On Sunday, I put on my running clothes, went out to the elevator, and pushed the button. In the time it took for my finger to travel from the wall back to my side, I’d decided that it was not a day for a run but for a trip to the market. I slipped a coat over everything and went to the store, where I bought bagels, lox, and cream cheese, along with some badly needed staples. I then came home and ate. (While, of course, reading the Sunday Times. Sigh. Sometimes it’s tough to be a cliché.)
The run never happened, and that’s unusual in my recent history; I was a near-paradigm of discipline this winter. And I’m pretty disciplined in my eating, too, at least during the day. But something happened Sunday, a combination, I suspect, of annoying little things that led to a short-lived mental breakdown. The cause isn’t important; it’s the response that most interests me.
Consciously, the combination of bagels, cream cheese, and lox doesn’t even rate among my top 10 comfort foods. Getting a good bagel is more challenging than getting a good slice of pizza, on which don’t get me started. I’m pretty much anti-farm-raised salmon in principle, and all the fancy names processors give it don’t change that. Cream cheese is by definition bland; if I’d never eaten it before and you served it to me, I’d see no reason to waste my caloric allotment on it.
But none of that seems to affect my cravings. I wouldn’t claim that turning to bagels and lox and the physical newspaper on a weary-feeling morning is a genetic disposition, but I do come by it honestly. In the 1950s, my father (who turns 91 today!) would send me out for “appetizing”—as these foods were called, for some reason buried in New York history—to “Sol’s,” on the corner of First Avenue and 19th Street. (I picked up the paper on the way home.) In the 1930s, his parents sent him out, to Southern Boulevard in the South Bronx.
(This is not strictly relevant but it is, I think, revealing: He was instructed to buy “a half of a quarter”—that is, an eighth of a pound. For a family of six, that translates to a third of an ounce per person. I will never forget the looks on my parents’ faces when they first saw my older daughter grab an entire piece of lox—an ounce at least—and place it on a bagel.)
For 50 years, through my childhood, my adolescence, my adulthood, my kids’ births and maturation, there were periodic Sunday mornings spent visiting my parents. And every time, there it was: the holy trinity.
Every family, every ethnic group, and every person can talk about their cravings. The comfort food of others rarely appeals to us; it’s our own that matters. I know people who drool at the sight of a bowl of rice, who cannot possibly resist it and, almost needless to say, many people feel the same way about pasta. A Hmong I met a couple of years ago could eat quarts of a shredded cucumber soup that had sustained him as a child (to me its flavor was as subtle as cream cheese, and it didn’t even have the benefit of fat). Last weekend I chatted with a third-generation Irishman whose wife is a vegetarian and does the cooking; he sneaks out once a week for meat, potatoes, and gravy. My younger daughter seeks comfort in white beans with garlic, oil, and greens, which I often made for her when she came home from school during a particularly poignant period of our lives.
Your environment teaches you what comfort food is. Until recently, before marketing penetrated every cranny of our being, family and friends had the biggest impact: the stuff that made them happy made you happy. You can self-train your way out if it, as many of us have, and save it for special occasions.
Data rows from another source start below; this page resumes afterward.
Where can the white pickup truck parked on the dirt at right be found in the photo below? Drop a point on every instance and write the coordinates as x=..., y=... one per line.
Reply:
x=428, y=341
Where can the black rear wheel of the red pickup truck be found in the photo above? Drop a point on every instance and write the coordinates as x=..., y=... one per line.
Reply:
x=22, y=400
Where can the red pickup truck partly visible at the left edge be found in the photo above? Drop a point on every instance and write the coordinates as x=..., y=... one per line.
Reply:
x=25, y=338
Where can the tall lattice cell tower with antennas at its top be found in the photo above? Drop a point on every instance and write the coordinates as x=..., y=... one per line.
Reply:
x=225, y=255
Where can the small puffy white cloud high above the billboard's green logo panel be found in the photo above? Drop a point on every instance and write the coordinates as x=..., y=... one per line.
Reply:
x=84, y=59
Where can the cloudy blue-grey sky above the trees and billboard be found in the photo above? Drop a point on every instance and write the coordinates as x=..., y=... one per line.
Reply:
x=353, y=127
You don’t need a study to understand that for most of us the foods we come to love as children are the foods that will cry out to us for the rest of our lives; we’ll occasionally seek to regain those feelings. (Whatever their source. I feel the same way about mushy pillows, well-worn cotton T-shirts, a really beat-up couch, and the music from Carousel.)
But with food, it seems these preferences for traditional foods are fading. I don’t think feeling sad about that makes me a reactionary; I think it’s important not to rob children of these kinds of memories, and to encourage those cravings that are driven by genuine traditions. Even if your own comfort food isn’t the world’s “healthiest,” it’s almost certain to be real. It’s almost certain to have a link to your family’s tradition; it’s even likely that it’s a preference that began with your grandparents, or perhaps many generations ago.
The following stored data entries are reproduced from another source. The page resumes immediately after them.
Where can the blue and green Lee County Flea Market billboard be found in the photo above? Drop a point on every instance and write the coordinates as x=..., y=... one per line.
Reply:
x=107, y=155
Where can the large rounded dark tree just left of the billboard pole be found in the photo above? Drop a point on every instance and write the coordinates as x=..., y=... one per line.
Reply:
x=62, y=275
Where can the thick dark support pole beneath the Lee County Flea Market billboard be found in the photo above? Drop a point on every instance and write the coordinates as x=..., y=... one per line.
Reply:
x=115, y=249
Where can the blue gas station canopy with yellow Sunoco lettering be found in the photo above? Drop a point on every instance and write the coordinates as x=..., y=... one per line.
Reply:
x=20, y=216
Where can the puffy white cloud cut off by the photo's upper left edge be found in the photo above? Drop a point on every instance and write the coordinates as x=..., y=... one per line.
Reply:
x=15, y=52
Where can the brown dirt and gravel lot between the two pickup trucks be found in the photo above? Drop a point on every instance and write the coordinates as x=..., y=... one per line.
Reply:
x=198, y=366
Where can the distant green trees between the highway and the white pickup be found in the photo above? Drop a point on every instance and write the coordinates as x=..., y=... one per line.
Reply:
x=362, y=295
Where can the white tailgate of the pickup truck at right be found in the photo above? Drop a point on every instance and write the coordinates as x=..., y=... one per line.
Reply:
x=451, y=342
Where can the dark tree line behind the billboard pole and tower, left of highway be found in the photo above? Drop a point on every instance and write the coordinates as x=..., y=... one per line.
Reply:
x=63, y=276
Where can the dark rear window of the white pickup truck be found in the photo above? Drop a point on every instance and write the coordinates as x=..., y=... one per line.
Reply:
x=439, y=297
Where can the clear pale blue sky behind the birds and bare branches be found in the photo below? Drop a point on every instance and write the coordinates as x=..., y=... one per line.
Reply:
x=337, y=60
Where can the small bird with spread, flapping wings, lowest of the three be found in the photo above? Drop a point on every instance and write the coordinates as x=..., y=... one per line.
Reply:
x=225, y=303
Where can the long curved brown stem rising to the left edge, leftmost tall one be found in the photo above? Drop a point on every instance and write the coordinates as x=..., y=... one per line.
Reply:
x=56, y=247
I recognize that some of this loss is a result of the homogenization and general loss of ethnicity we sacrifice in becoming “American.” I recognize that this is not a country rich with food traditions, though most of us crave some specific side dish—if not turkey—on the fourth Thursday of November.
But when childhood food preferences are formed around foodlike substances that were invented in the last 50 years by scientists and marketers looking to develop “food” that appeals to that same comfort-craving part of your brain—without any consideration of tradition or quality—that’s a bad situation. If a marketer can make it so that you feel the same way about a bacon double cheeseburger as you do about the special beans-and-greens or roast chicken your grandmother made for you, and then he makes that double cheeseburger available to you almost everywhere you go, he’s got you locked in forever. That’s just not the same thing as bagels and lox.